Khandelwal, Piyush, Elad Liebman, Scott Niekum, and Peter Stone. ‘On the Analysis of Complex Backup Strategies in Monte Carlo Tree Search’. In International Conference on Machine Learning, 1319–28, 2016.

Frydenberg, Frederik, Kasper R. Andersen, Sebastian Risi, and Julian Togelius. ‘Investigating MCTS Modifications in General Video Game Playing’. In 2015 IEEE Conference on Computational Intelligence and Games (CIG), 107–13. Tainan, Taiwan: IEEE, 2015. https://doi.org/10.1109/CIG.2015.7317937.

Computational Budget

MCTS (and RHEA and RMHC) support three types of computational budget, with the following parameters:

budgetType

  • BUDGET_TIME means we have N milliseconds of elapsed wall time to make each decision.
  • BUDGET_FM_CALLS means we have N forward model calls to make each decision.
  • BUDGET_ITERATIONS means we have N iterations of MCTS to make each decision.

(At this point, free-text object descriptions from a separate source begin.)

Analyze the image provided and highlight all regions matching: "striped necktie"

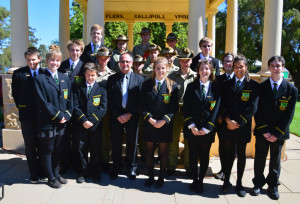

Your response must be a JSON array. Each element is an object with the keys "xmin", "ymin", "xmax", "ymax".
[
  {"xmin": 93, "ymin": 44, "xmax": 98, "ymax": 54},
  {"xmin": 273, "ymin": 83, "xmax": 278, "ymax": 95},
  {"xmin": 54, "ymin": 74, "xmax": 59, "ymax": 85},
  {"xmin": 201, "ymin": 85, "xmax": 206, "ymax": 98},
  {"xmin": 157, "ymin": 82, "xmax": 161, "ymax": 91},
  {"xmin": 71, "ymin": 63, "xmax": 75, "ymax": 72},
  {"xmin": 88, "ymin": 85, "xmax": 92, "ymax": 96}
]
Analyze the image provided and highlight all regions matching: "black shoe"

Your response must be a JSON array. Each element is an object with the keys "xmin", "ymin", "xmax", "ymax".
[
  {"xmin": 91, "ymin": 174, "xmax": 101, "ymax": 182},
  {"xmin": 144, "ymin": 176, "xmax": 154, "ymax": 187},
  {"xmin": 236, "ymin": 185, "xmax": 246, "ymax": 197},
  {"xmin": 165, "ymin": 169, "xmax": 176, "ymax": 177},
  {"xmin": 38, "ymin": 176, "xmax": 48, "ymax": 182},
  {"xmin": 250, "ymin": 186, "xmax": 261, "ymax": 196},
  {"xmin": 267, "ymin": 186, "xmax": 280, "ymax": 200},
  {"xmin": 101, "ymin": 163, "xmax": 111, "ymax": 174},
  {"xmin": 76, "ymin": 175, "xmax": 85, "ymax": 184},
  {"xmin": 110, "ymin": 171, "xmax": 119, "ymax": 180},
  {"xmin": 155, "ymin": 177, "xmax": 164, "ymax": 189},
  {"xmin": 30, "ymin": 176, "xmax": 39, "ymax": 184},
  {"xmin": 57, "ymin": 176, "xmax": 68, "ymax": 184},
  {"xmin": 128, "ymin": 174, "xmax": 136, "ymax": 180},
  {"xmin": 48, "ymin": 178, "xmax": 62, "ymax": 189},
  {"xmin": 185, "ymin": 171, "xmax": 192, "ymax": 179},
  {"xmin": 215, "ymin": 170, "xmax": 224, "ymax": 180},
  {"xmin": 189, "ymin": 180, "xmax": 203, "ymax": 194},
  {"xmin": 221, "ymin": 181, "xmax": 232, "ymax": 194}
]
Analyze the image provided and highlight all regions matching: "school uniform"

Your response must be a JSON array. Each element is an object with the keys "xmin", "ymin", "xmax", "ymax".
[
  {"xmin": 34, "ymin": 69, "xmax": 72, "ymax": 181},
  {"xmin": 141, "ymin": 78, "xmax": 179, "ymax": 143},
  {"xmin": 253, "ymin": 78, "xmax": 298, "ymax": 189},
  {"xmin": 106, "ymin": 70, "xmax": 144, "ymax": 175},
  {"xmin": 220, "ymin": 76, "xmax": 259, "ymax": 185},
  {"xmin": 80, "ymin": 43, "xmax": 110, "ymax": 66},
  {"xmin": 190, "ymin": 53, "xmax": 221, "ymax": 76},
  {"xmin": 11, "ymin": 66, "xmax": 46, "ymax": 179},
  {"xmin": 183, "ymin": 80, "xmax": 221, "ymax": 182},
  {"xmin": 73, "ymin": 81, "xmax": 107, "ymax": 176},
  {"xmin": 58, "ymin": 58, "xmax": 84, "ymax": 86}
]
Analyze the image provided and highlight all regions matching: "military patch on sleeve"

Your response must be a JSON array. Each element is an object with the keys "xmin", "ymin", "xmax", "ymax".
[
  {"xmin": 241, "ymin": 90, "xmax": 251, "ymax": 101},
  {"xmin": 209, "ymin": 100, "xmax": 216, "ymax": 110},
  {"xmin": 93, "ymin": 95, "xmax": 101, "ymax": 106},
  {"xmin": 63, "ymin": 89, "xmax": 68, "ymax": 99},
  {"xmin": 162, "ymin": 94, "xmax": 171, "ymax": 104}
]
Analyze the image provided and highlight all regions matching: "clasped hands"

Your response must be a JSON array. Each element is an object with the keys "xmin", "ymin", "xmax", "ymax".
[
  {"xmin": 226, "ymin": 117, "xmax": 240, "ymax": 130},
  {"xmin": 117, "ymin": 113, "xmax": 132, "ymax": 124},
  {"xmin": 263, "ymin": 132, "xmax": 278, "ymax": 142},
  {"xmin": 148, "ymin": 117, "xmax": 166, "ymax": 128},
  {"xmin": 191, "ymin": 126, "xmax": 207, "ymax": 136}
]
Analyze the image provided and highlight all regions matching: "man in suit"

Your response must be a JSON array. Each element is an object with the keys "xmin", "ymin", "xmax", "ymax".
[
  {"xmin": 58, "ymin": 39, "xmax": 85, "ymax": 86},
  {"xmin": 190, "ymin": 37, "xmax": 221, "ymax": 76},
  {"xmin": 251, "ymin": 56, "xmax": 298, "ymax": 200},
  {"xmin": 80, "ymin": 24, "xmax": 107, "ymax": 64},
  {"xmin": 214, "ymin": 52, "xmax": 235, "ymax": 181},
  {"xmin": 12, "ymin": 47, "xmax": 45, "ymax": 183},
  {"xmin": 107, "ymin": 53, "xmax": 144, "ymax": 180}
]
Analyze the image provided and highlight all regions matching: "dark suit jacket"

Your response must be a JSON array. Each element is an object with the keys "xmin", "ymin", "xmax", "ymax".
[
  {"xmin": 106, "ymin": 71, "xmax": 144, "ymax": 119},
  {"xmin": 220, "ymin": 78, "xmax": 259, "ymax": 143},
  {"xmin": 80, "ymin": 43, "xmax": 110, "ymax": 66},
  {"xmin": 183, "ymin": 80, "xmax": 221, "ymax": 142},
  {"xmin": 12, "ymin": 66, "xmax": 46, "ymax": 122},
  {"xmin": 191, "ymin": 52, "xmax": 220, "ymax": 76},
  {"xmin": 73, "ymin": 81, "xmax": 107, "ymax": 131},
  {"xmin": 58, "ymin": 59, "xmax": 84, "ymax": 86},
  {"xmin": 34, "ymin": 70, "xmax": 72, "ymax": 130},
  {"xmin": 254, "ymin": 78, "xmax": 298, "ymax": 141}
]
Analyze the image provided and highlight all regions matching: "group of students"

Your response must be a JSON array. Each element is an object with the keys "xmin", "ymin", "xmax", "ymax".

The former two are the most common for comparison of different algorithms. For cross-game comparison it may be better to use a forward model budget as different games can have widely varying forward model efficiencies.

budget

Sets the N used in budgetType above.

breakMS

When using BUDGET_TIME, this will break off processing this number of milliseconds before the timer actually elapses. This is to cater for games that Disqualify an entrant if they take longer than the budgeted time to make a decision. If this is not implemented, then just set this to zero.